Le message de félicitation du dictateur biélorusse est une bouffonnerie, a-t-on répondu de Kiev. « Croit-il qu’on ne remarque pas sa participation active aux crimes contre l’Ukraine ?", a rétorqué sur Twitter un conseiller de la présidence ukrainienne, Mikhaïlo Podoliak.
Mais pendant ce temps la Russie annexe silencieusement la Biélorusse. C’est l’éditorial de Ouest-France, le 23 août. [1]"La Biélorussie, écrit Jeanne Emmanuelle Hutin, « est en train d’être annexée sans bruit par la Russie, ce qui bouleverse l’équilibre de sécurité en Europe et accroît les menaces, y compris nucléaires. »
Alexandre Loukachenko en effet a accepté le principe d’un « traité sur la création de l’union » entre la Russie et la Biélorussie, écrit Jeanne Emmanuelle Hutin, pour assurer la convergence des législations fiscales et douanières, l’unification du marché du gaz mais aussi la coordination des actions de politiques étrangères et doctrine militaire [2]« Le dictateur a même changé la constitution du Bélarus afin de pouvoir accepter des armes nucléaires sur le sol du pays. Depuis, des missiles Iskanders seraient arrivés », poursuit Ouest-France.
C’est une menace pour l’Europe.
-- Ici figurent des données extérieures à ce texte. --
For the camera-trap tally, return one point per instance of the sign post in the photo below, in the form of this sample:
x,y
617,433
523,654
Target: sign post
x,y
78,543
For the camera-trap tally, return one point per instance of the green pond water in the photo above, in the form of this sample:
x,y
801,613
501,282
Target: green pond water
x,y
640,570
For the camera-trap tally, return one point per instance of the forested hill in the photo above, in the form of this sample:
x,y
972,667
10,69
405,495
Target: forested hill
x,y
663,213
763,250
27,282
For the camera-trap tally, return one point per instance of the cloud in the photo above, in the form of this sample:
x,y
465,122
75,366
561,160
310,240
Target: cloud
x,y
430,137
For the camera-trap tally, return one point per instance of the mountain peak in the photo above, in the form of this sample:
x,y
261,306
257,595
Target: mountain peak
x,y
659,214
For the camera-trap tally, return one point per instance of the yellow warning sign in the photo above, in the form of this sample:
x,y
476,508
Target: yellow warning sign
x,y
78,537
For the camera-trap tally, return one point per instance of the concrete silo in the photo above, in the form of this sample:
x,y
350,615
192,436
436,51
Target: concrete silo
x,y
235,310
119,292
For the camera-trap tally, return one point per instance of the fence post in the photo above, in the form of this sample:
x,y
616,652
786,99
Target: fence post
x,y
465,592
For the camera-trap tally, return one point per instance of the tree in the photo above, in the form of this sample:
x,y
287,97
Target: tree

C’est une rupture pour les Biélorusses, « qui voient l’armée russe s’implanter dans (leur) pays : « Nous considérons le Bélarus comme un pays occupé. Loukachenko l’a livré à la Russie pour attaquer […] notre voisin fraternel, l’Ukraine », déclarait la dissidente Olga Karatch, au Forum démocratique du Bélarus, qui s’est tenu à Vilnius (Ouest-France article cité).
La dissidence biélorusse ressurgit, elle qui en 2020 avait occupé la rue pour protester contre les élections truquées ayant permis au dictateur de maintenir son pouvoir.
L’opposition en Biélorussie a désormais trois formes ;
Une forme non-violente, comme la prône Olga Karatch : L’usage de la force. « ce serait une faute […]. Nous devons rester fidèles à notre principe de non-violence sinon Poutine aura gagné en changeant nos valeurs … » Ouest-France ,article cité. Mais L’opposition démocratique est affaiblie par la persécution. Les prisonniers politiques sont nombreux et beaucoup de démocrates ne voient de salut que dans l’exil.
Andreï Bastunets est un journaliste qui se bat pour faire vivre le pluralisme dans un pays s’éloignant de plus en plus des standards démocratiques. La Croix lui a consacré un article le 21 août « …je demande juste à pouvoir faire mon métier, répète le journaliste. Je veux l’exercer comme on me l’a appris à mes débuts il y a trente ans, à l’époque de la perestroïka… Bon, c’est vrai que c’était un autre siècle… »
D’autres ont choisi la force. « Les Biélorusses sont nombreux à avoir rejoint la résistance ukrainienne, tantôt en prenant les armes, tantôt en organisant des sabotages contre la dictature d’Alexandre Loukachenko, plus que jamais à la solde du Kremlin. » [3].
Les volontaires biélorusses regroupés dans le bataillon Kastous Kalinowski ont été reconnus comme régiment par l’armée ukrainienne. C’est le plus grand régiment étranger de l’armée ukrainienne. Sa base arrière est en Pologne. C’est aussi à Varsovie où à Vilius que se réfugient les opposants menacés par le dictateur biélorusse. La plupart des anciens « pays de l’Est » redoutent l’expansionnisme grand russe et l’ami de Poutine ne jouit pas d’un grand appui populaire, écrit Le Devoir. La majorité des Biélorusses n’a pas le sentiment d’appartenir à un empire qui devrait étendre ses territoires sur les pays voisins. Ils considèrent plutôt que le sort de leur pays et celui de l’Ukraine sont liés, et que se battre avec la résistance ukrainienne, c’est défendre la démocratie chez eux.